Today’s edition of quick hits.
* Coordinated truck bombs in Iraq killed at least 48 people today and wounded dozens more. The attacks in Tal Afar, the second in four days, occurred about five minutes apart at popular markets in the northern and central parts of the city, 260 miles northwest of Baghdad. As of right now, these bombings are not mentioned at all anywhere among the dozens of headlines on CNN.com. Mass killings in Iraq are apparently too routine.
* Remember the recent briefing in Iraq on the Iranian EFP bombs? The NYT offers an extensive back-story today. As you might have guessed, the administration’s recent rhetoric was incomplete.
* If you haven’t seen it, the Blogging Heads discussion between Ann Althouse and Garance Franke-Ruta was easily the most “lively” BHTV debate to date. After about four minutes, Althouse appears to completely lose it. Orcinus has a transcript of the anger eruption. These chats aren’t usually so filled with rage, but the good news is, Blogging Heads has never enjoyed this much publicity.
* Why is the Carol Lam’s firing so uniquely suspicious, out of the eight U.S. Attorney firings? Paul Kiel goes point by point.
* A bank robbery spun out of control in Miami today when a suspect was arrested and his sidekicks threatened to start shooting people if he wasn’t released. Just a normal Tuesday in South Florida.
* Alberto Gonzales today “cut short a press conference about Internet safety, leaving the room at the Dirksen U.S. Courthouse in Chicago when reporters questioned him about the firings of U.S. attorneys. The questioning was to have lasted about 15 minutes, but it ended after less than three.” Poor guy is getting shy.
* I want to like The Politico, but they’re not making it easy.
* When the RNC is using an AP article as a press release, chances are, there’s something wrong with the AP article.

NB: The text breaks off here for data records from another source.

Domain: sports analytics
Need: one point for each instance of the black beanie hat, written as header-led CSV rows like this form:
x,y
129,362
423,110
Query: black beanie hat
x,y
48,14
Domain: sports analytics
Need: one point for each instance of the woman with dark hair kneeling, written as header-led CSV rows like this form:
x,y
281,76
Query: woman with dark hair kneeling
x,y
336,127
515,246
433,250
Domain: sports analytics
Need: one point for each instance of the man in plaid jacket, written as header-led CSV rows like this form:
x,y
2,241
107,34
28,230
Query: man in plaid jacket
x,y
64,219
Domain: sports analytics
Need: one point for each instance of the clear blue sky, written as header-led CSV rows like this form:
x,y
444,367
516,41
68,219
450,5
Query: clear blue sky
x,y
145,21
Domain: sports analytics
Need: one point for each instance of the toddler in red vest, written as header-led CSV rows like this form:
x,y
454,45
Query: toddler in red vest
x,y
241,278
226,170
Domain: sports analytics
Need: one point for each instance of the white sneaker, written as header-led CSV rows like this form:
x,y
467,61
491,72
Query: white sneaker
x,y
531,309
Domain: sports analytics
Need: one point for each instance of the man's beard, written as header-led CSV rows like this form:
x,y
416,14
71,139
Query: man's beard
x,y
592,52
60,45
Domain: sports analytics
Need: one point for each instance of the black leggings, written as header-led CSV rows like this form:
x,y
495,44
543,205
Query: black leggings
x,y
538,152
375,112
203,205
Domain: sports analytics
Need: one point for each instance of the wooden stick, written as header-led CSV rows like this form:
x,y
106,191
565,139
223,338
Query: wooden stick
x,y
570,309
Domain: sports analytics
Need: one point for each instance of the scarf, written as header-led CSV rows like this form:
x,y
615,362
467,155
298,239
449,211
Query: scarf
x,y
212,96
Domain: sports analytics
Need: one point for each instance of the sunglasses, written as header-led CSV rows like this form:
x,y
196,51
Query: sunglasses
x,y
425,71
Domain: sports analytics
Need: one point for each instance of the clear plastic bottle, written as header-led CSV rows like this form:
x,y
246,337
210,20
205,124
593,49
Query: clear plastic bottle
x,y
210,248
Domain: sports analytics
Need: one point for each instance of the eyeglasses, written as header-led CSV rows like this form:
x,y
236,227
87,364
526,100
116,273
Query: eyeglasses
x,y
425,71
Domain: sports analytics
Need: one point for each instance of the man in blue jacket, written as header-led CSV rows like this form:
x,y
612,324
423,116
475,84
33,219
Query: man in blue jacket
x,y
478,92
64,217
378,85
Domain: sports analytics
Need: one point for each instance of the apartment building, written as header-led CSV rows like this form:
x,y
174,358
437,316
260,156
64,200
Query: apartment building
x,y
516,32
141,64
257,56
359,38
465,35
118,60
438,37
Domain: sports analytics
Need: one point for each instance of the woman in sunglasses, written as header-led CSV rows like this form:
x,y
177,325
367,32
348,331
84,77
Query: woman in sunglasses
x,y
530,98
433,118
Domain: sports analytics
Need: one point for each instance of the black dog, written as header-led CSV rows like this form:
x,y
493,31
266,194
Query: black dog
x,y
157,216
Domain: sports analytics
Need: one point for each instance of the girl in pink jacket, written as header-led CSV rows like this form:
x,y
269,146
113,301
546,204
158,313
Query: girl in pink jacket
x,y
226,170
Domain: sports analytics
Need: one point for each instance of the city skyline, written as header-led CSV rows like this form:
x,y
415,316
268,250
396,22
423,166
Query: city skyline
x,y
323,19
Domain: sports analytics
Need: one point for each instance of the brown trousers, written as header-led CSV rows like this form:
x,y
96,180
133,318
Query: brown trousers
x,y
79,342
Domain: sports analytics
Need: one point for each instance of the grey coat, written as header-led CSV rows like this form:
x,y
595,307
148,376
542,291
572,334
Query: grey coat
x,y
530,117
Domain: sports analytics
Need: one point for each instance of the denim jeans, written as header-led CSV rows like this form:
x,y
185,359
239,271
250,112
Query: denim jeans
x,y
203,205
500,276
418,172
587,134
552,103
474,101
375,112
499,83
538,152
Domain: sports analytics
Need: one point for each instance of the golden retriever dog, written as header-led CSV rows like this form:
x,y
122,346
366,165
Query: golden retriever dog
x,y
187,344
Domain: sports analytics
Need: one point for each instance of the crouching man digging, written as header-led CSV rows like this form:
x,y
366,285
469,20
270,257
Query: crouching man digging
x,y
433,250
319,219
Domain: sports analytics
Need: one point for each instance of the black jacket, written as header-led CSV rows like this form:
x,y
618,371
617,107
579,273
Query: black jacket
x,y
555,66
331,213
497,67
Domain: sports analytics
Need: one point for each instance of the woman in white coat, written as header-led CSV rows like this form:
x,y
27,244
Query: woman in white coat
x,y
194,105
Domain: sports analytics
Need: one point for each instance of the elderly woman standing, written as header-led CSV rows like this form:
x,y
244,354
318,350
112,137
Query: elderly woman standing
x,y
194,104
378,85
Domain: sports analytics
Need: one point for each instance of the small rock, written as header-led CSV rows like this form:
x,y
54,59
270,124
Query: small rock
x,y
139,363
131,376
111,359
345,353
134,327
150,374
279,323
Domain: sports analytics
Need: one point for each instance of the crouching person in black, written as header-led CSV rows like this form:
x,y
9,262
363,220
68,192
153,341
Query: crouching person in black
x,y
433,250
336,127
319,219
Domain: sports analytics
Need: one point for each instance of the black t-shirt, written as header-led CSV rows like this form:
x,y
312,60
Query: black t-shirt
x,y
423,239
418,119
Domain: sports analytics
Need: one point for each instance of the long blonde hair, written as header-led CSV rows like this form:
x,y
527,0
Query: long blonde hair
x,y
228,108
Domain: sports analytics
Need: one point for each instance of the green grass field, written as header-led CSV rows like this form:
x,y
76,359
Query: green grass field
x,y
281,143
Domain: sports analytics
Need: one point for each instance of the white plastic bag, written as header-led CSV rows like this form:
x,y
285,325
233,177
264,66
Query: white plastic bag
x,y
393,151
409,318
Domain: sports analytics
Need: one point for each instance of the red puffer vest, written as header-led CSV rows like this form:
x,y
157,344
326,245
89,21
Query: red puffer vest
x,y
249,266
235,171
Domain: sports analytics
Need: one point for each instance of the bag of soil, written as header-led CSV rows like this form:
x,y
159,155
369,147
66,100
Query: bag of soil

* The president tends to enjoy stronger support from Mormons than any other religious group, but a new poll shows Mormons rejecting the war in Iraq in much greater numbers: A poll by The Salt Lake Tribune “showed a precipitous drop in support for Bush’s handling of the war among Utah’s Latter-day Saints. In the survey, just 44 percent of those identifying themselves as Mormon said they backed Bush’s war management. That’s a level considerably higher than Bush gets from Utah’s non-Mormon population and the nation at large, but it’s also a 21 percentage point drop from just five months earlier.”
* Here’s an interesting clip of Karl Rove, in 1972, talking to Dan Rather about his work in helping re-elect Richard Nixon.
* C&L and Cliff Schecter are both hosting fundraisers.
* Blake Hounshell has a good piece about ending unconditional support for Pakistan’s Pervez Musharraf.
* Sen. Mark Pryor (D-Ark.) is less concerned about setting a timeline for withdrawal from Iraq and more concerned about anyone knowing what the timeline says. “My strong preference would be to have a classified plan and a classified timetable that should be shared with Congress,” Pryor said yesterday. A public deadline would tip off the enemy, “who might just bide their time and wait for us to leave,” he added. Um, senator? They’re already biding their time and waiting for us to leave.
* And finally, Rudy Giuliani appeared on Sean Hannity’s radio show today and said, “I support the First Amendment right to carry and to bear arms.” And here I thought Giuliani didn’t take conservatives’ concerns about guns seriously….
Anything to add? Consider this an end-of-the-day open thread.